[jira] [Commented] (SOLR-6349) LocalParams for enabling/disabling individual stats

Hoss Man (JIRA) Thu, 16 Oct 2014 16:43:47 -0700

    [ 
https://issues.apache.org/jira/browse/SOLR-6349?page=com.atlassian.jira.plugin.system.issuetabpanels:comment-tabpanel&focusedCommentId=14174476#comment-14174476
 ]


Hoss Man commented on SOLR-6349:
--------------------------------


Tomas: thanks a lot for working on this.

I have mixed feelings about your approach...

* -1 to the way StatsField nows has to directly know about every possible stat 
for every possible data type, & the stat dependency logic is spread between the 
StatsValue classes and the new Enum in StatsField.
* -0 to making it harder to add new types of stats in the future (one of the 
nice side effects of my hypothetical idea was that if we did go an SPI route or 
something like that it would have made it trivial for people to add new types 
of stats as plugins, even depending on other stats for distributed logic)
* -1 for the need to have that ...{code}
if (statsField.calculateStat(X)) { 
  X = calculateX() 
}
{code}...pattern you mentioned in so much code -- that's one of the reasons i 
abandomed my last patch (and before i abandoned it, i was focusingon trying to 
ensure that it was at least always a comarison with a final boolean in the hops 
that the JVM could optimize the if away)
* +99 to the fact that you have something that actually works as opposed to my 
half-thought out idea that i never tried to implement.


On balance, i think we should move forward with your idea -- if nothing else, 
then as a straw man to help us flesh out the exact expected behavior & write 
more tests.
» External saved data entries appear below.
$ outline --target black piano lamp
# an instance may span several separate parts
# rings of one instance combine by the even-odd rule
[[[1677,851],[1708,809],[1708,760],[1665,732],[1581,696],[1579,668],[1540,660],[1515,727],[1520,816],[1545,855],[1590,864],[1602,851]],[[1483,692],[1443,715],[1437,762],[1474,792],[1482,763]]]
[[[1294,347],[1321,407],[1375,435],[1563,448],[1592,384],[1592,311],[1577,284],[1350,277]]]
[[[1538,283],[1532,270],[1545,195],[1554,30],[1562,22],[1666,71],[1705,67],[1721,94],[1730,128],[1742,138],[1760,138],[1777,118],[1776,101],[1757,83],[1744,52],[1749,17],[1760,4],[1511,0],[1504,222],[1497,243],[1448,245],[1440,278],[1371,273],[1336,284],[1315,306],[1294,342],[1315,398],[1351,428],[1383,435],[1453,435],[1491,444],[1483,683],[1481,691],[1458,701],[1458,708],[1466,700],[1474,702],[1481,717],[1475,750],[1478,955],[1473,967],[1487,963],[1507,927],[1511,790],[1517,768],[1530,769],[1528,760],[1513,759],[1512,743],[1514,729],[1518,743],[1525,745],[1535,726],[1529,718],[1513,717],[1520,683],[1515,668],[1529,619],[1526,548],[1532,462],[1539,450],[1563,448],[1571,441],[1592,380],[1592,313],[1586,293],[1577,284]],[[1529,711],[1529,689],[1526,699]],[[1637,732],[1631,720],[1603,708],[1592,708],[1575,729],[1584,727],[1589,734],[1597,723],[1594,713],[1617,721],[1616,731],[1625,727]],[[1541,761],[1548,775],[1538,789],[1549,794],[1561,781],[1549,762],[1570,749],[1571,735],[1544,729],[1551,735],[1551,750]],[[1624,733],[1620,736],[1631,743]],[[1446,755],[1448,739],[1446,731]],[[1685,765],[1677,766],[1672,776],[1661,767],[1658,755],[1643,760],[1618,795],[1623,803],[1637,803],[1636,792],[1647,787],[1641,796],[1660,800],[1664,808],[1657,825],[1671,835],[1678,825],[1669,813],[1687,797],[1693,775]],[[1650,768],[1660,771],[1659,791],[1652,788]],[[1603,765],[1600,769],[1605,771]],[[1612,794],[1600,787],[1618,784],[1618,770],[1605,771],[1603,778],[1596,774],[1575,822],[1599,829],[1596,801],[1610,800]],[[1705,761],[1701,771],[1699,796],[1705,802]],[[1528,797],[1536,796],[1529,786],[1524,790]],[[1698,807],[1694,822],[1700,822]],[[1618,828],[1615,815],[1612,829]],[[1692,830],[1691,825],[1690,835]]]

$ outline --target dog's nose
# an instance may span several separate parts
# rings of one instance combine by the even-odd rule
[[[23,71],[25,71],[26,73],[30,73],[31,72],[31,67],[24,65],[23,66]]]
If down the road we come up with a better internal implementation, 
then so be it.

A few specific comments on what you've got so far...

* kind of weird the way your patch's API uses a variety of Stat[], 
EnumSet<Stat> and Set<Stat> ... probably best just to use EnumSet everywhere?
* be careful about your "{{statsInResponse.isEmpty() || 
statsInResponse.contains(stat)}}" logic ... we need to make sure we don't break 
existing behavior for things like {{stats.field=foo&stats.calcDistinct=true}}
** speaking of calcDistinct, it needs to be accounted for in your new enum so 
we can start supporting it as a localparam and deprecate the top level 
{{stats.calcDistinct}}, maybe along the lines of...{code}
if (statsInResponse.isEmpty()) {
  statsInResponse.addAll(LEGACY_DEFAULT_STATS); // static final EnumSet
  statsToCalculate.addAll(LEGACY_DEFAULT_STATS_DEPENDS); // static {} built 
EnumSet looping over LEGACY_DEFAULT_STATS 
}
if (params.getFieldBool(f, STATS_CALCDISTINCT, false)) { // top level req params
  statsInResponse.add(Stat.calcDistinct);
  statsToCalculate.add(Stat.calcDistinct);
}
{code}
* i'm not positive - but i don't think your patch currently accounts for the 
idea that in a distributed request, we may need to calculate & return a stats 
dependencies, but not compute & return the stat itself (ie: for mean, we need 
each shard to compute a sum & count, but we don't wnat each shard to compute or 
return the per-shard mean)
** we should be abl to easily test this behavior by "faking" an isShard request 
to a single node and asserting which keys we do/don't get back
* rather then a static dependsOn(Stat) method with a case statement, why not 
make it a property of of the enum objects themselves?
** maybe something like this, which also shows one idea for dealing with the 
"stat doesn't depend on itself in distributed calculations"...{code}
  static enum Stat {
    min(true),
    max(true),
    missing(true),
    sum(true),
    count(true),
    mean(false, sum, count),
    sumOfSquares(true),
    stddev(false,sum,count,sumOfSquares);
    
    private final List<Stat> distribDeps;

    Stat(boolean selfDep, Stat... deps) {
      distribDeps = new ArrayList<Stat>(deps.length+1);
      distribDeps.addAll(Arrays.asList(deps));
      if (selfDep) { 
        distribDeps.add(this);
      }
    }
    public EnumSet<Stat> getDistribDeps() {
      return EnumSet.copyOf(this.distribDeps);
    }
  }
{code}
* please help me fight against the trend of distributed tests that only do 
comparisons against single node w/o asserting specific results, ie...{noformat}
+    // only ask for "min" and "mean"
+    query("q","*:*", "sort",i1+" desc", "stats", "true",
+          "stats.field", "{!min=true mean=true}" + i1);
+    
+    // only ask for "min", "mean" and "stddev"
+    query("q","*:*", "sort",i1+" desc", "stats", "true",
+          "stats.field", "{!min=true mean=true stddev=true}" + i1);
+    
+    String[] stats = new String[]{"min", "max", "sum", "sumOfSquares", 
"stddev", "mean", "missing", "count"};
+    
+    for (String stat:stats) {
+      for (String innerStat:stats) {
+        query("q","*:*", "sort",i1+" desc", "stats", "true",
+            "stats.field", "{!" + stat + "=true " + innerStat + "=true}" + i1);
+      }
+    }
+    
{noformat}...all of those can & should include xpaths asserting that the 
count() of keys in the stats is only N, and that the expected keys exist (and 
in the case of the first 2: we should be able to assert the expected value)

----

bq. The failing tests were related to the fact that I now include stats even 
for count=0. For now I modified them to pass, but should be fixed based on what 
we decide to do in that case.

What's your opinion on this?  mine hasn't really changed...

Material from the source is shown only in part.